Creating an algorithm
For this study, the research team used a combination of two data sets:
- The Surveillance, Epidemiology and End Results (SEER) Program that provides information on cancer statistics
- Medicare, the federal health insurance program for people who are 65 or older
The team then created an algorithm with five simple steps that could help identify women with newly diagnosed ovarian cancer from just a claims-based data set. The team looked to see how the algorithm would perform with several different groups of patients, including women without cancer, women with other cancers and women with newly diagnosed ovarian cancer, Meyer said.
"We were able to create an algorithm that could give other researchers reassurance that they were studying who they wanted to study, in this scenario, women with newly diagnosed ovarian cancer," Meyer said.
Researchers can use the algorithm on a claims-based data set that contains no cancer information specific to pathology, stage or grade, and still be able to more accurately identify women with newly diagnosed ovarian cancer.
When put to the test, the overall algorithm sensitivity was 89.9 percent, and the algorithm had a positive predictive value of 93.8 percent. The specificity and negative predictive values were all more than 99.9 percent.
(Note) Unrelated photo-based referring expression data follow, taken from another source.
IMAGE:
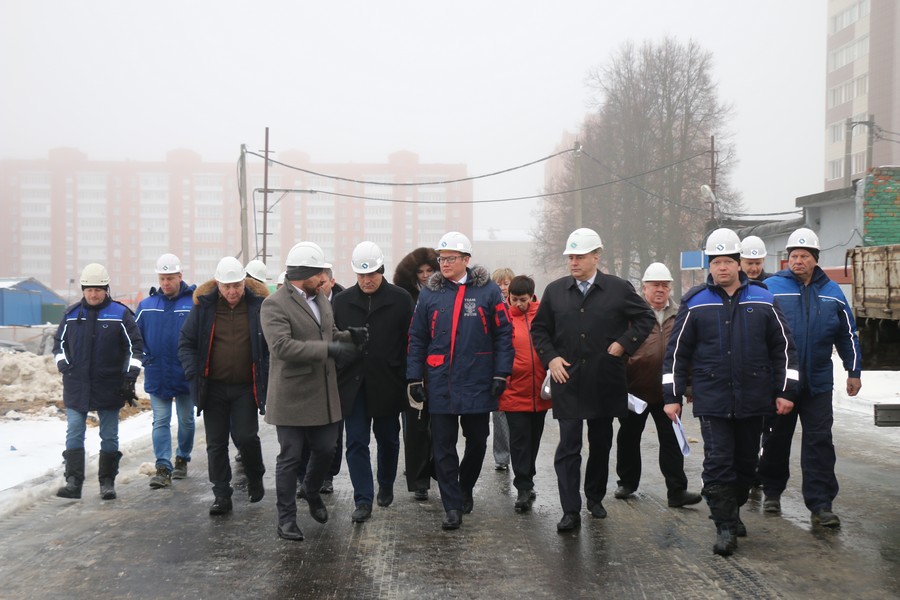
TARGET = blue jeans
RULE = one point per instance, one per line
(76, 423)
(359, 462)
(162, 431)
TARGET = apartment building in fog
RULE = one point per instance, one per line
(67, 210)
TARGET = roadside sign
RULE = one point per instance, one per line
(694, 260)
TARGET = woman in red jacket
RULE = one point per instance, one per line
(525, 409)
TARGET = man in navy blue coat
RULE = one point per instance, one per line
(461, 336)
(732, 345)
(821, 319)
(160, 317)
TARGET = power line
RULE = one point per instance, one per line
(406, 184)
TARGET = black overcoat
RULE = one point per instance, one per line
(382, 364)
(580, 328)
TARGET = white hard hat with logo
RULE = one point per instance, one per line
(168, 264)
(753, 247)
(257, 270)
(803, 238)
(229, 270)
(307, 254)
(582, 241)
(94, 275)
(367, 258)
(723, 242)
(454, 240)
(657, 272)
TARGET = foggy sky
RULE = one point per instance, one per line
(490, 84)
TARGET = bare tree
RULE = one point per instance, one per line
(645, 156)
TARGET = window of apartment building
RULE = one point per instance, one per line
(836, 168)
(850, 15)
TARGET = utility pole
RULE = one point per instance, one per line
(577, 166)
(266, 198)
(242, 191)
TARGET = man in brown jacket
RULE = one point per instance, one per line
(644, 370)
(303, 400)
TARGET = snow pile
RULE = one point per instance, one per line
(27, 377)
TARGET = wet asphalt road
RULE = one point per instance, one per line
(163, 544)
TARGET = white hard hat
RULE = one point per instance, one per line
(94, 275)
(454, 240)
(168, 264)
(803, 238)
(657, 272)
(582, 241)
(307, 254)
(229, 270)
(753, 247)
(723, 242)
(257, 270)
(367, 258)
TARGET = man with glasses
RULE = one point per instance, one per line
(461, 337)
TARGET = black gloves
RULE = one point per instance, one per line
(341, 352)
(415, 392)
(498, 385)
(127, 392)
(359, 335)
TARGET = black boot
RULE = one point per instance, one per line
(106, 473)
(74, 474)
(723, 508)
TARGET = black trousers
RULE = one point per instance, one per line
(525, 431)
(457, 478)
(231, 409)
(321, 441)
(335, 466)
(628, 450)
(417, 451)
(568, 461)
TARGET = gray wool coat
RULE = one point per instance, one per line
(302, 379)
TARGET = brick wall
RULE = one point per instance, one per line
(882, 207)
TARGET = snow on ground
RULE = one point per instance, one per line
(31, 444)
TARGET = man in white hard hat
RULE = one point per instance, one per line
(160, 317)
(99, 350)
(587, 323)
(304, 404)
(460, 354)
(226, 361)
(753, 258)
(373, 386)
(732, 344)
(820, 319)
(644, 370)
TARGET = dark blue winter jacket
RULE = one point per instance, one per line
(737, 353)
(820, 319)
(462, 337)
(160, 319)
(95, 348)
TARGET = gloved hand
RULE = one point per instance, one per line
(359, 335)
(498, 385)
(127, 392)
(415, 391)
(341, 352)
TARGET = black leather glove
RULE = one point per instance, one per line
(359, 335)
(498, 385)
(127, 392)
(415, 392)
(341, 352)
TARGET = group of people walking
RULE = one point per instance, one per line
(445, 346)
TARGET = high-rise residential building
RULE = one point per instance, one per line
(65, 211)
(862, 84)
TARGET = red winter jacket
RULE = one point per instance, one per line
(523, 393)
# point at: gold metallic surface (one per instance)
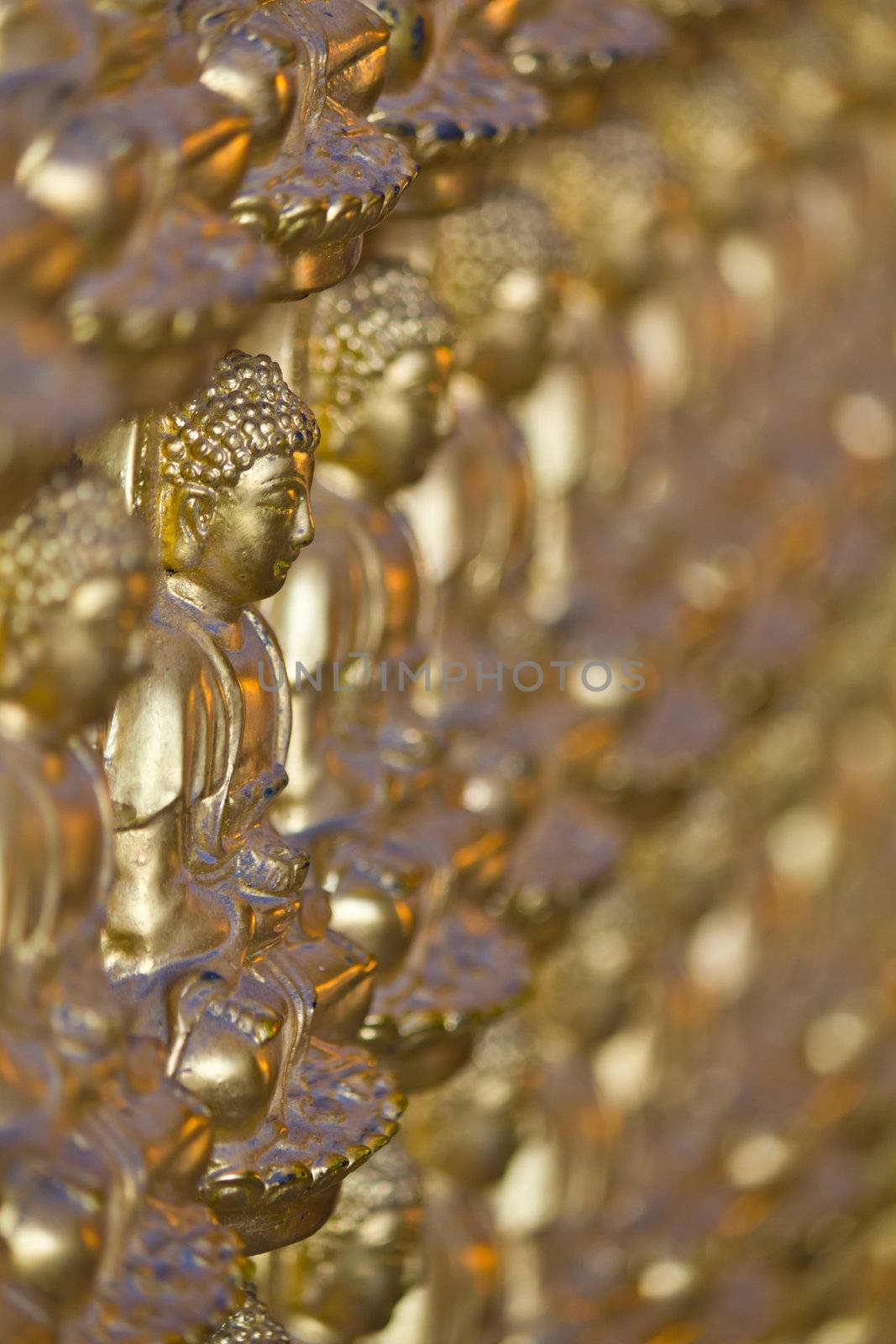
(508, 719)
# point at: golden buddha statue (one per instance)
(345, 1281)
(385, 827)
(208, 932)
(500, 269)
(102, 1153)
(570, 49)
(465, 105)
(335, 175)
"Meaning, if you didn't have ovarian cancer, the algorithm didn't mistakenly put you in the group of women with ovarian cancer," Meyer explained.
Most women with ovarian cancer have advanced disease. The algorithm performed better when women had stage III or stage IV cancer, Meyer said.
"We were able to select 93.5 percent of women who had advanced disease versus around 84 percent of women with early stage, such as stage I or II disease," she said.
In other words, if other researchers use this algorithm in claims-based data sets, they won't miss very many women with ovarian cancer.
The purpose of this research
The algorithm developed in this study is a tool built for other researchers, especially people who use administrative claims databases to conduct ovarian cancer research.
Meyer said some people doing this type of research are not clinicians. They're epidemiologists or people with doctorates who lack a nuanced clinical background. This kind of algorithm can help researchers by applying clinical knowledge to identify more accurate cohorts than just using a single diagnosis code.
When reading real-world evidence or trying to figure out how well a certain intervention works in the real world as opposed to a highly selective trial, researchers can feel a certain degree of confidence if they're using the algorithm to select the patient cohort to study, Meyer explained.
"As a researcher, you can have more confidence that you have an accurate cohort to study," she said. "This type of study is pretty removed from a patient or family member, but it guides good quality research."
What's next?
Meyer said the algorithm does have limitations. The study used "gold standard" data from patients older than 65. The median age at diagnosis of ovarian cancer is 63.
"Which means we don't actually know how well it performs in a younger patient population," she said.
Next steps for this type of research would be to test how well the algorithm performs on data from younger patients.
"We will try to do this in a multi-institutional data set or in our own data to see how well it performs against younger patients," Meyer said. "But it would be great to see how this works on large data sets from countries that have data with younger patients linked to billing data."
Essentially, this new algorithm helps researchers to have more confidence in data from administrative databases.
"Because if you don't have good quality in terms of getting that original study cohort together, then you can never be as confident about your findings," Meyer said.